El plan de ajuste impulsado por el Gobierno nacional de Javier Milei suma nuevos capítulos y golpea de lleno a la provincia de Buenos Aires. En las últimas horas se confirmaron cierres de agencias del INTA y un recorte masivo de personal en el Servicio Meteorológico Nacional (SMN), dos organismos clave para el desarrollo agropecuario y la prevención climática.
Las medidas forman parte de la reestructuración estatal que lleva adelante la administración libertaria y generan preocupación en el entramado productivo bonaerense, donde estas instituciones cumplen un rol estratégico tanto en el campo como en la gestión de riesgos climáticos.

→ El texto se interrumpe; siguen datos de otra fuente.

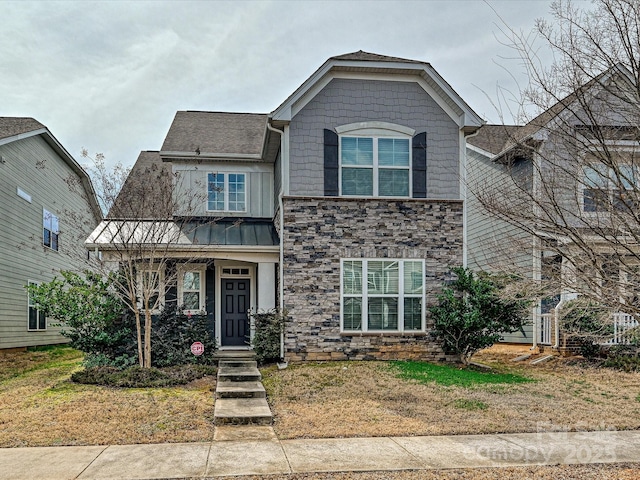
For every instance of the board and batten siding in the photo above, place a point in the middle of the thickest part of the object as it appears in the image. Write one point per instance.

El Consejo Directivo del INTA aprobó el cierre de 14 Agencias de Extensión Rural (AER) distribuidas entre Buenos Aires y Córdoba. En la provincia, el recorte impacta especialmente en el interior productivo.
En el Centro Regional Buenos Aires Norte dejarán de funcionar las sedes de Vedia y Rojas. Mientras tanto, en la región Buenos Aires Sur el ajuste alcanza a:
Con estas decisiones, el total de agencias cerradas en el país asciende a 24, si se suman otras diez ya oficializadas previamente.
El plan oficial, denominado “Adecuación y Fortalecimiento de los Recursos Humanos en INTA”, busca reducir la red de agencias de 299 a 252, eliminando 48 sedes en total. También contempla la venta de más de 42.000 hectáreas de campos experimentales y la reconfiguración de estructuras regionales.
En paralelo, trabajadores del Servicio Meteorológico Nacional denunciaron que el Gobierno prevé concretar 240 despidos antes del 10 de abril, lo que representa cerca del 25% del personal.
El impacto alcanza tanto a la sede central como a estaciones meteorológicas en todo el país. En la provincia de Buenos Aires, hay preocupación en puntos clave como La Plata, donde funciona una estación en 13 y 610, además de otras en Mar del Plata, Junín, Tres Arroyos y 9 de Julio.
Actualmente el organismo cuenta con 972 empleados, pero podría reducirse a unos 540, una cifra que desde el sector consideran insuficiente para garantizar su funcionamiento.
Desde el gremio ATE advirtieron que los recortes comprometen la capacidad operativa del sistema: “Se pierde precisión, tiempo y capacidad de respuesta ante fenómenos severos”.
Además, señalaron que la reducción de personal afecta áreas sensibles como la aviación, la navegación fluvial y la producción agropecuaria, sectores que dependen directamente de los datos meteorológicos.
El conflicto escaló en los últimos días con un paro de actividades en el organismo, en rechazo al plan de despidos impulsado por el Ministerio de Defensa.
En este contexto, distintos sectores advierten que la combinación entre el cierre de agencias del INTA y el ajuste en el SMN podría debilitar dos herramientas centrales para el desarrollo productivo y la gestión del riesgo climático en la provincia de Buenos Aires, uno de los principales motores agropecuarios del país.